Whereas in books (and, to a lesser extent, essays), we see people at their best. Yeah Mitsishune's mother was a bit of a whiner: her life was better than 99 percent of people alive in 972, but she was also a sensitive soul and a great poet, and she made something beautiful.

It's exciting! I can read a book written in Japan in 972--that's something most people in 972 couldn't do. Now does it mean anything? Will it change the price of butter? No! But it's an incredible aesthetic experience, if we allow ourselves to feel it.


  1. The translation I'm reading, which is AFAIK the only easily available translation, is available for free at this address! Go, go read it, go read it and see.
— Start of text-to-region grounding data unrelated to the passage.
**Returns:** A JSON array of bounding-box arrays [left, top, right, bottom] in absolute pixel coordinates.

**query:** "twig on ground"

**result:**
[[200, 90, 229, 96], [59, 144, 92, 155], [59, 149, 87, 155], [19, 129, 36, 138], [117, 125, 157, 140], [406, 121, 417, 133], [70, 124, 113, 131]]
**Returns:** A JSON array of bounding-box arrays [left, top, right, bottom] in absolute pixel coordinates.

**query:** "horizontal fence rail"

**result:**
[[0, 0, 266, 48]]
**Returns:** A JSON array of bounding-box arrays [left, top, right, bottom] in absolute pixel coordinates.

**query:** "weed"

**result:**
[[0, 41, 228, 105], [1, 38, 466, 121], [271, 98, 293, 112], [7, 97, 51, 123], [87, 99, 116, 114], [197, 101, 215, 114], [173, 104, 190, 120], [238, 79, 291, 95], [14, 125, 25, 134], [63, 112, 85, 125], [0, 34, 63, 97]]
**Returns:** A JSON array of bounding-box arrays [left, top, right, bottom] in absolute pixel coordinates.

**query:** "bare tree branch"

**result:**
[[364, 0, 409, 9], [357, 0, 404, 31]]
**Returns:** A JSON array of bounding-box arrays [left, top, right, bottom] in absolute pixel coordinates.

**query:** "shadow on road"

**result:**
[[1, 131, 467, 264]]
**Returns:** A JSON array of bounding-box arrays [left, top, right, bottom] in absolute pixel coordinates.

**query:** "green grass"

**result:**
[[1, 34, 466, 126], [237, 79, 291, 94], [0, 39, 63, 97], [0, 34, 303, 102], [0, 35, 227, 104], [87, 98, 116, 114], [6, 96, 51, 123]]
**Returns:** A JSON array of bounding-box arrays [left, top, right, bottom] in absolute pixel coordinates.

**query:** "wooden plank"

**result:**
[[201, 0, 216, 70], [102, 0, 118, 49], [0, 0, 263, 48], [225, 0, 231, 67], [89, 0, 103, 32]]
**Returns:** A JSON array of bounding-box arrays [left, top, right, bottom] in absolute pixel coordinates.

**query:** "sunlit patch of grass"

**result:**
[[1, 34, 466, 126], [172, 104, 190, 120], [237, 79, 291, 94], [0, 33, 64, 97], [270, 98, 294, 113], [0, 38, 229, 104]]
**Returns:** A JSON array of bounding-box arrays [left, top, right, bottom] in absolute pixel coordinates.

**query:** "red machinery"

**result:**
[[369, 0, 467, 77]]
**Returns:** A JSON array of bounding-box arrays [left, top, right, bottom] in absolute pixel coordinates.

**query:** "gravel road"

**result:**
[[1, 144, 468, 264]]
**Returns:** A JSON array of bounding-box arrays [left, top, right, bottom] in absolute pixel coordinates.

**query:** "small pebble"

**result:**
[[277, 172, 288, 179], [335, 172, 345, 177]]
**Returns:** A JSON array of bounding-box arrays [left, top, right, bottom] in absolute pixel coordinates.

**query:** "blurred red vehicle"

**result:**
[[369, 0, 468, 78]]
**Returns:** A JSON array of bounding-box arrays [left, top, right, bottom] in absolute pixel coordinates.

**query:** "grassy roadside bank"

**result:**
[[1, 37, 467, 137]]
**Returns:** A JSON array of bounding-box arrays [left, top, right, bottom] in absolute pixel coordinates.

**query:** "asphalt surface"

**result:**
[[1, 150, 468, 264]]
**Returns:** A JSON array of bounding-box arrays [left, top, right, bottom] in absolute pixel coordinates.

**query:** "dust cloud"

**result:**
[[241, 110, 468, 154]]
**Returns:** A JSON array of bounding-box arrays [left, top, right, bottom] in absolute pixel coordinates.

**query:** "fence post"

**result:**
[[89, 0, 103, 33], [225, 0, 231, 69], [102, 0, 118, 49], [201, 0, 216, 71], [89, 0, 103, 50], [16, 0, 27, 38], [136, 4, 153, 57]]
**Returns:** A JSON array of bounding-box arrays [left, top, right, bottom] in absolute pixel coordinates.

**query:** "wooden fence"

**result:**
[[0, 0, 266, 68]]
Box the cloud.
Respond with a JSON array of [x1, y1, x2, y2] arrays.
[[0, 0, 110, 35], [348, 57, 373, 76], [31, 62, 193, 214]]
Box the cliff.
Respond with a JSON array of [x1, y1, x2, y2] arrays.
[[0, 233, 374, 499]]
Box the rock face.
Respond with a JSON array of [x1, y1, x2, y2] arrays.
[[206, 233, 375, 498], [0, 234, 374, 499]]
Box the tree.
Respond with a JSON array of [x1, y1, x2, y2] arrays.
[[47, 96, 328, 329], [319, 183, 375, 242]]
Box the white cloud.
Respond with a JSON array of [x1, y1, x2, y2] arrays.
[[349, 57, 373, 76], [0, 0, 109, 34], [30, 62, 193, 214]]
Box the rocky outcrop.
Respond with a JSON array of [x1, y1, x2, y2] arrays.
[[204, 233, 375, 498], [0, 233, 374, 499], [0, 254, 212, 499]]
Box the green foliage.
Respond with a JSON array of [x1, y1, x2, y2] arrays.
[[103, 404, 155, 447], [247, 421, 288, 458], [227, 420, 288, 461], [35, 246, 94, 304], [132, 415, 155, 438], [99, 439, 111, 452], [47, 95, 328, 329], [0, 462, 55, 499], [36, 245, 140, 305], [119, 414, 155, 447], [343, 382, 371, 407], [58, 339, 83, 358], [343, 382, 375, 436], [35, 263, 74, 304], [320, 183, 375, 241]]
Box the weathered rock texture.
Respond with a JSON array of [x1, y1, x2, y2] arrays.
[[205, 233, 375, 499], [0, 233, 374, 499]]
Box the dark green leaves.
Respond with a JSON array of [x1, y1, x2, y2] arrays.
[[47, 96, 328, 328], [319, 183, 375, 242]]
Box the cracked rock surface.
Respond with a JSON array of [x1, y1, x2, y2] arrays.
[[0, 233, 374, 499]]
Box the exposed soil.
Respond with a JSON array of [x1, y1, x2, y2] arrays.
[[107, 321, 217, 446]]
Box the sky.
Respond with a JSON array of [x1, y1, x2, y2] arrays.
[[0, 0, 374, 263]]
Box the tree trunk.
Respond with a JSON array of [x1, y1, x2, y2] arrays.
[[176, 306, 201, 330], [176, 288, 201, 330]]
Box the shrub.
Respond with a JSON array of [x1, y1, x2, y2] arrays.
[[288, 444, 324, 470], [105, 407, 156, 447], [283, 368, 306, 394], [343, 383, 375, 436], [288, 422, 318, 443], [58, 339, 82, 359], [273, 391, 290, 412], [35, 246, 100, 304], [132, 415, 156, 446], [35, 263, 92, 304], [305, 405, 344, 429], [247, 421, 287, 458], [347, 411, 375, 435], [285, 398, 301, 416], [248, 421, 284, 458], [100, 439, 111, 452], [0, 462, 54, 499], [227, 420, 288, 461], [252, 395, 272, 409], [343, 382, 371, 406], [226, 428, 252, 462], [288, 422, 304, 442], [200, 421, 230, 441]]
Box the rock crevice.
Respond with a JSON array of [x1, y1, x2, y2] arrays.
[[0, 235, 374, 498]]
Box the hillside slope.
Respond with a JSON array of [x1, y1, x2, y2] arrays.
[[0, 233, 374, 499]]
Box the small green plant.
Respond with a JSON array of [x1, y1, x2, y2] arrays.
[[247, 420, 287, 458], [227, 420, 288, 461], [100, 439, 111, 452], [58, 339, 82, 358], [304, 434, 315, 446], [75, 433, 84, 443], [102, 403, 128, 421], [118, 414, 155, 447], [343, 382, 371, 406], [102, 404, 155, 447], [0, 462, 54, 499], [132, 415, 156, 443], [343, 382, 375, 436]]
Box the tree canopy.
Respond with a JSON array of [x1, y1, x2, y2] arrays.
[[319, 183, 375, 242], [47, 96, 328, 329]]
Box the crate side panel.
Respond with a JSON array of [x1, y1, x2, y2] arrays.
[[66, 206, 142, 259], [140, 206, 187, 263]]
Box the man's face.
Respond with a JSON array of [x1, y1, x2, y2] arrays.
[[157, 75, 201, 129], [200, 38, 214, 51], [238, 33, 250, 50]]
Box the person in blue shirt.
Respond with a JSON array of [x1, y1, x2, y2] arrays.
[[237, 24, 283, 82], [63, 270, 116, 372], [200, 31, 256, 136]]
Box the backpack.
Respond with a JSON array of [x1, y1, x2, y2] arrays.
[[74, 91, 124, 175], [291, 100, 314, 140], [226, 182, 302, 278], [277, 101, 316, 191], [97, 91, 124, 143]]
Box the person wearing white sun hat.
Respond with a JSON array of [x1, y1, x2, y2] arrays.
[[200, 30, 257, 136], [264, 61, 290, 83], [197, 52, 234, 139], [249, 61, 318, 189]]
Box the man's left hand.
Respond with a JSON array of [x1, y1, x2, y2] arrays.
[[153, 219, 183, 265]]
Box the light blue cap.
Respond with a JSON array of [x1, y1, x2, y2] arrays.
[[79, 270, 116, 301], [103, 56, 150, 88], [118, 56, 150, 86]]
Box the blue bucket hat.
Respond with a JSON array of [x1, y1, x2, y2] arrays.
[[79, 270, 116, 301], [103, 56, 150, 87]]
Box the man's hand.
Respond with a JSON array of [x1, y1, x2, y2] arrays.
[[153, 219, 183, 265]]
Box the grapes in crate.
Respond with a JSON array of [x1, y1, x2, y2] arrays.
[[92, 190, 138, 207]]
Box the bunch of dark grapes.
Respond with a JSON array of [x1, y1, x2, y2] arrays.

The explanatory notes are also really good, although it's a bit awkward that they come before the page to which they refer, instead of after it. Oh wait, I see now there's another translation by Edward Seidensticker. He's a really good translator, and he did, IMHO, the best translation of Genji. Now I don't know what to pick. It's annoying that he translated the title so differently, or I'd have read his. This is something that happens quite frequently with East Asian literature: people use such different titles that you literally can't tell if a book has actually been translated or not. But Sonja Arntzen's translation (the one I've been reading) is quite good!